Hillary’s job was all-encompassing and touched on many vital issues with life-and-death outcomes. As Lugar warned,

The nature of the Secretary of State post makes recusal from specific policy decisions almost impossible, since even localized U.S. foreign policy activities can ripple across countries and continents. Every new foreign donation that is accepted by the Foundation comes with the risk it will be connected in the global media to a proximate State Department policy or decision.
19

Lugar’s colleagues across the aisle shared his concerns. Senator John Kerry, chairman of the Senate Foreign Relations Committee, echoed the general view. “I think it’s fair to say that Senator Lugar is not speaking from a partisan’s perspective, but I think he is really expressing a view of the Committee as a whole.”

Politicians weren’t the only ones nervous about the Clintons’ flow of foreign funds. Mainstream media outlets like
Time
warned of “the danger that [foreign funds] might taint Hillary Clinton’s role as Secretary of State.”
20

Hillary herself rejected the notion that a foreign government giving millions of dollars to her husband while she served as maestra of American foreign policy might present a problem. “Ultimately, there is no conflict between the foreign policy of the United States and the efforts of the Clinton Foundation seeking to reduce human suffering and increase opportunity for people in need,” she told the senators.
21

But the Clintons’ attempts to downplay or dismiss the issue failed to quell concerns.

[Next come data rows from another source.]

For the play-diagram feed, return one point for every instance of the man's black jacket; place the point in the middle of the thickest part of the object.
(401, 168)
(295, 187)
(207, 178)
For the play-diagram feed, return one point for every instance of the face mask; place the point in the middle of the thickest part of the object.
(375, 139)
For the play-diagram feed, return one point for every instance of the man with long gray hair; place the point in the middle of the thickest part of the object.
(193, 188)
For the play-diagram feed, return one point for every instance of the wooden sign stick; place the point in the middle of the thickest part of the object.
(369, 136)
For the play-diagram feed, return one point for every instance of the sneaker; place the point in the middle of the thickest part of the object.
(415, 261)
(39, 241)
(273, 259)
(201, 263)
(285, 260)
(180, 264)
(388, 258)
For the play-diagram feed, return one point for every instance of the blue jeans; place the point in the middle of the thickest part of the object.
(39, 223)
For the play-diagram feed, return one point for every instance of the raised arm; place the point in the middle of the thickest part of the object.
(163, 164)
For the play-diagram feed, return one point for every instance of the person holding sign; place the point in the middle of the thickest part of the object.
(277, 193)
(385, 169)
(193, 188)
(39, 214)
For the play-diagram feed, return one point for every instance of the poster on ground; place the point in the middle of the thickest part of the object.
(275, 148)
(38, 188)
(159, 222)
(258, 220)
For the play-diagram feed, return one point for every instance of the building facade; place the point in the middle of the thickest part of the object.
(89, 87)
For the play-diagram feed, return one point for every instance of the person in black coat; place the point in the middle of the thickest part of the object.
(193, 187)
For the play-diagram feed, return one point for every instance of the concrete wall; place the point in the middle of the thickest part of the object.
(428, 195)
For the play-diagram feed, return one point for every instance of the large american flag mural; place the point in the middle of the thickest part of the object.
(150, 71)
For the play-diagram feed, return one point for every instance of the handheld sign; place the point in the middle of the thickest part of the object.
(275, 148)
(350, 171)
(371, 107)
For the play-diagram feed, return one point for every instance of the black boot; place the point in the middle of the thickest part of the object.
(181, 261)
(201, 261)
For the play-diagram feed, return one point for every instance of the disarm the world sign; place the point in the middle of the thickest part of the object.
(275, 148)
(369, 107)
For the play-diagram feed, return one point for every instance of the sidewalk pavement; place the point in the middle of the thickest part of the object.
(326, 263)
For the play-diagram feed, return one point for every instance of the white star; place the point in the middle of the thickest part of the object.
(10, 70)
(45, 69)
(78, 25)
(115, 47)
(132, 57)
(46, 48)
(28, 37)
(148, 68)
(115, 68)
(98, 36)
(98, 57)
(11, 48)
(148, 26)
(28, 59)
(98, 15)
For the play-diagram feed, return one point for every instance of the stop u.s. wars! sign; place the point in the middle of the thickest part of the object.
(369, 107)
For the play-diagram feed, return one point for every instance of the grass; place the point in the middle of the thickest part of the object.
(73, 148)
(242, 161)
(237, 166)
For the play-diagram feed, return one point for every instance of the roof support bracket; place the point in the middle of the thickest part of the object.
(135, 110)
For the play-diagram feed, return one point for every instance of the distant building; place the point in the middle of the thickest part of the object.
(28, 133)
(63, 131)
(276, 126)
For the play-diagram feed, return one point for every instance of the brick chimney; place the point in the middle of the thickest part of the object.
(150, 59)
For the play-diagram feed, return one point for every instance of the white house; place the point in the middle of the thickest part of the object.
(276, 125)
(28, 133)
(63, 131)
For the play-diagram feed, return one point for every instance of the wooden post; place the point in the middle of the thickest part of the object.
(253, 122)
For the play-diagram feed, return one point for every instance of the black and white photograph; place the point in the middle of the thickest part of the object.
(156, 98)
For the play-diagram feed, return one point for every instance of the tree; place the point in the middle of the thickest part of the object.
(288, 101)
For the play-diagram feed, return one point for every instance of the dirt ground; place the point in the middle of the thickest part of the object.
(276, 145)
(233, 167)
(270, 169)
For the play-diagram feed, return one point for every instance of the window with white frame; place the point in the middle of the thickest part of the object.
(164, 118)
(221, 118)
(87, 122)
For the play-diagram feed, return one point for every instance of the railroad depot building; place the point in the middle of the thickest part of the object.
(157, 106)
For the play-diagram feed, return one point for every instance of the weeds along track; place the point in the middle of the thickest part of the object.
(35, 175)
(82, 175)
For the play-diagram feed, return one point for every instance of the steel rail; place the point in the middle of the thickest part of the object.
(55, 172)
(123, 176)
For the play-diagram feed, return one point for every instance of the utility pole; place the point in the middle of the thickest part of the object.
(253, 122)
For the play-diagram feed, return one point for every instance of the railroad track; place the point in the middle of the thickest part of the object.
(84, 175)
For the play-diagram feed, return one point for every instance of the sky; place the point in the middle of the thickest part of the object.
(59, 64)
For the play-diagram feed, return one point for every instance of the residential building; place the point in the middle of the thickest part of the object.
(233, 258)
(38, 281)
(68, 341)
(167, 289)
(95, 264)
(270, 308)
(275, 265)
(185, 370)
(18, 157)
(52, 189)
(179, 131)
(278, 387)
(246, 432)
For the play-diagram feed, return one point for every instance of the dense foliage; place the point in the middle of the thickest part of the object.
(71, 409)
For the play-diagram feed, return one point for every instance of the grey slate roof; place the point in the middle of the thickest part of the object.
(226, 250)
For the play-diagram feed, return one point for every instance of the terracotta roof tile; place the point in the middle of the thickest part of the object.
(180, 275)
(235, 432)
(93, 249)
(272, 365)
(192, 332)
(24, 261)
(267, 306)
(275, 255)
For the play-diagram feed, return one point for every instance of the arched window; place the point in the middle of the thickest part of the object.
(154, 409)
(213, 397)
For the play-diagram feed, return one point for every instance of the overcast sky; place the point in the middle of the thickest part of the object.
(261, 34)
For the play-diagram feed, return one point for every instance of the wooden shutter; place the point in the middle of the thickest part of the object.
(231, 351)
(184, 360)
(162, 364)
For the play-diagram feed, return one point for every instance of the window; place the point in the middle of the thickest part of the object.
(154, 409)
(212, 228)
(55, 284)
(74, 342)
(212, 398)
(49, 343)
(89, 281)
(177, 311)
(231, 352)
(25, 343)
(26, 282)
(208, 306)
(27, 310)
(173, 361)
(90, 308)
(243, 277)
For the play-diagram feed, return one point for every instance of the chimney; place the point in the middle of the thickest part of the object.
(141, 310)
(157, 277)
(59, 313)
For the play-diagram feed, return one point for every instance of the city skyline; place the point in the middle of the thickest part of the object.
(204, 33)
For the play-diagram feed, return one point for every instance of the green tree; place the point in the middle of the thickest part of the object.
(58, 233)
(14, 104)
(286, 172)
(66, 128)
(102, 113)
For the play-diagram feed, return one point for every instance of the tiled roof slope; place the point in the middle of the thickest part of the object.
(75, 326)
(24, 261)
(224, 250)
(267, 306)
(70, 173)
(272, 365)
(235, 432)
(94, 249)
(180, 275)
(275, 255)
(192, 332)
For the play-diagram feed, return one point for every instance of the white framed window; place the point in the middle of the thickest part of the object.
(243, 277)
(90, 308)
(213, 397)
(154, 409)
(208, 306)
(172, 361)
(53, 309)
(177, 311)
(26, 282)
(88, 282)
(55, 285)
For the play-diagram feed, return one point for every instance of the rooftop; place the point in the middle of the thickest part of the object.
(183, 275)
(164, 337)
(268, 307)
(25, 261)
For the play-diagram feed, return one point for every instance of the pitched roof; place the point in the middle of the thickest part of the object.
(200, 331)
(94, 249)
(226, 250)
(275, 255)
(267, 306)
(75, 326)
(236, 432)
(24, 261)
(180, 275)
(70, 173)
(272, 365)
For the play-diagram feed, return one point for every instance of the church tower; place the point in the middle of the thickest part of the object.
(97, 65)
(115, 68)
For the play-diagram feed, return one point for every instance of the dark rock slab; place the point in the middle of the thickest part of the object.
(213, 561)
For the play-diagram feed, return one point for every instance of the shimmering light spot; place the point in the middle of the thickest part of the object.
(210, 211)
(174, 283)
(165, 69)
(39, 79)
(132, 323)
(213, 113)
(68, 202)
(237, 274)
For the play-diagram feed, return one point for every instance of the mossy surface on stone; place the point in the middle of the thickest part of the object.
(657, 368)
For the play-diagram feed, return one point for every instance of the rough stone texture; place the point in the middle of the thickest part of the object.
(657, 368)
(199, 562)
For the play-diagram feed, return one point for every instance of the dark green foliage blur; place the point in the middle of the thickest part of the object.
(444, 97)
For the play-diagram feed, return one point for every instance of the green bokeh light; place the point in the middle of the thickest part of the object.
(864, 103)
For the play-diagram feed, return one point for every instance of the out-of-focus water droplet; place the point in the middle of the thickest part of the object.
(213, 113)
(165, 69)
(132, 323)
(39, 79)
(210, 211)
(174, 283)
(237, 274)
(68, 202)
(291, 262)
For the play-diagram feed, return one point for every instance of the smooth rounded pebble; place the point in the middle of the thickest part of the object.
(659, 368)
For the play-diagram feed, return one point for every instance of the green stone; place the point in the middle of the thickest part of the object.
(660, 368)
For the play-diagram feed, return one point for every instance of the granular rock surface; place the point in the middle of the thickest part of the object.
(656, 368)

Incoming president Obama and his transition team were nervous about the influence of foreign funds as well. Before announcing Hillary as his choice for secretary of state, Obama directed his aides to conduct detailed and extensive negotiations with the Clinton camp over the issue. Doug Band, a Clinton confidant and top aide at the foundation, negotiated at length with Cheryl Mills, a former Clinton White House attorney who represented the Obama team. (Mills simultaneously served on the Clinton Foundation board, and would shortly
be appointed Hillary’s chief of staff at the State Department. Like other key Clinton retainers, she will appear several times in these pages.)

The two sides finally hammered out a memorandum of understanding (MOU). Bruce Lindsey, a longtime Clinton friend who ran the foundation, inked the deal between the Clinton Foundation and the incoming administration so Hillary’s nomination could go forward. Valerie Jarrett, Obama’s hard-nosed confidante, signed for the incoming president.

The MOU required the Clinton Foundation to submit to several conditions designed to address widespread concerns about possible foreign influence coming through donations and speaking fees. For one thing, the Clintons agreed to submit all future paid speeches to the State Department ethics office for review. They also committed to publicly disclose on an annual basis the names of any major donors to the Clinton Foundation and its initiatives. Finally, the Clintons said they would seek preapproval from the Obama administration on direct contributions to the Clinton Foundation from foreign governments or government-owned businesses.

Both Bill and Hillary were unequivocal in stating that they would be transparent about the flow of foreign money. In her written answers to the Senate Foreign Relations Committee, Hillary promised that “the Foundation will publish annually the names of all contributors for that year.”
22
Bill went on CNN and said, “If she is going to be secretary of state, and I operate globally and I have people who contribute to these efforts globally, I think that it’s important to make it totally transparent.” Obama administration National Security Council spokesman Tommy Vietor agreed: “Going forward, all donors will be disclosed on an annual basis, and new donations from foreign governments will be scrutinized by government ethics officers.”